5. Cargo boat under sail on Loch Awe

Fishing boats huddled in a windless corner of a lake. A ferry stomping on the waves. A cargo boat under full  sail. Dorothy always paints such scenes in detail and clearly with great pleasure. As she and her brother ride through the valley of Loch Awe, they suddenly see the white sail of a ship come round the corner against the backdrop of steep, reddish-purple scree slopes.


We were now enclosed between steep hills, on the opposite side entirely bare, on our side bare or woody; the branch of the lake generally filling the whole area of the vale. It was a pleasing, solitary scene; the long reach of naked precipices on the other side rose directly out of the water, exceedingly steep, not rugged or rocky, but with scanty sheep pasturage and large beds of small stones, purple, dove-colored, or red, such as are called Screes in Cumberland and Westmoreland. These beds, or rather streams of stones, appeared as smooth as the turf itself, nay, I might say, as soft as the feathers of birds, which they resembled in color. There was no building on either side of the water; in many parts only just room for the road, and on the other shore no footing, as it might seem, for any creature larger than the mountain sheep, and they, in treading amongst the shelving stones, must often send them down into the lake below.

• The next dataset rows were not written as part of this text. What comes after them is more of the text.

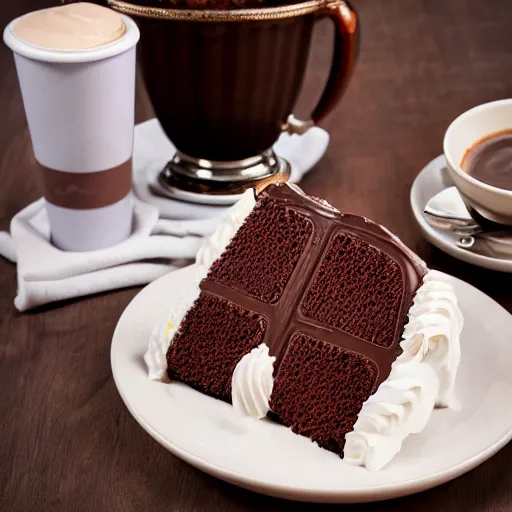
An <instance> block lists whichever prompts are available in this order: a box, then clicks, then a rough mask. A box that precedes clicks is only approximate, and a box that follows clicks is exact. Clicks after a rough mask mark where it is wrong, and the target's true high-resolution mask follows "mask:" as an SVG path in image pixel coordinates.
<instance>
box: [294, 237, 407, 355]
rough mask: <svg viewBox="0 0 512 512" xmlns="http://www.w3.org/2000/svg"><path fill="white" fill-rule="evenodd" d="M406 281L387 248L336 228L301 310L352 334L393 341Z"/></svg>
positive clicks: (346, 331)
mask: <svg viewBox="0 0 512 512" xmlns="http://www.w3.org/2000/svg"><path fill="white" fill-rule="evenodd" d="M403 293H404V283H403V279H402V272H401V270H400V266H399V265H398V263H397V262H396V261H394V260H393V259H392V258H391V257H390V256H388V255H387V254H386V253H384V252H383V251H380V250H378V249H376V248H375V247H372V246H371V245H369V244H368V243H366V242H365V241H364V240H361V239H360V238H356V237H354V236H352V235H350V234H348V233H338V234H337V235H335V236H334V238H333V239H332V241H331V242H330V245H329V246H328V248H327V250H326V252H325V256H324V258H323V261H322V264H321V266H320V269H319V271H318V273H317V275H316V276H315V278H314V280H313V283H312V284H311V286H310V288H309V290H308V291H307V293H306V296H305V298H304V301H303V303H302V305H301V312H302V314H303V315H305V316H307V317H309V318H312V319H314V320H316V321H318V322H321V323H322V324H325V325H327V326H329V327H334V328H336V329H340V330H342V331H344V332H346V333H348V334H351V335H352V336H356V337H358V338H360V339H363V340H365V341H368V342H370V343H374V344H376V345H379V346H382V347H389V346H390V345H391V344H392V343H393V342H394V341H395V330H396V326H397V322H398V321H399V320H401V319H400V318H399V316H400V309H401V304H402V298H403Z"/></svg>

After we had wound for some time through the valley, having met neither foot-traveller, horse, nor cart, we started at the sight of a single vessel, just as it turned round the point of a hill, coming into the reach of the valley where we were. She floated steadily through the middle of the water, with one large sail spread out, full swollen by the breeze, that blew her right towards us.  I cannot express what romantic images this vessel brought along with her - how much more beautiful the mountains appeared, the lake how much more graceful. There was one man on board, who sate at the helm, and he, having no companion, made the boat look more silent than if we could not have seen him. I had almost said the ship, for on that narrow water it appeared as large as the ships which I have watched sailing out of a harbour of the sea. A little further on we passed a stone hut by the lake-side, near which were many charcoal sacks, and we conjectured that the vessel had been depositing charcoal brought from other parts of Loch Awe to be carried to the iron-works at Loch Etive.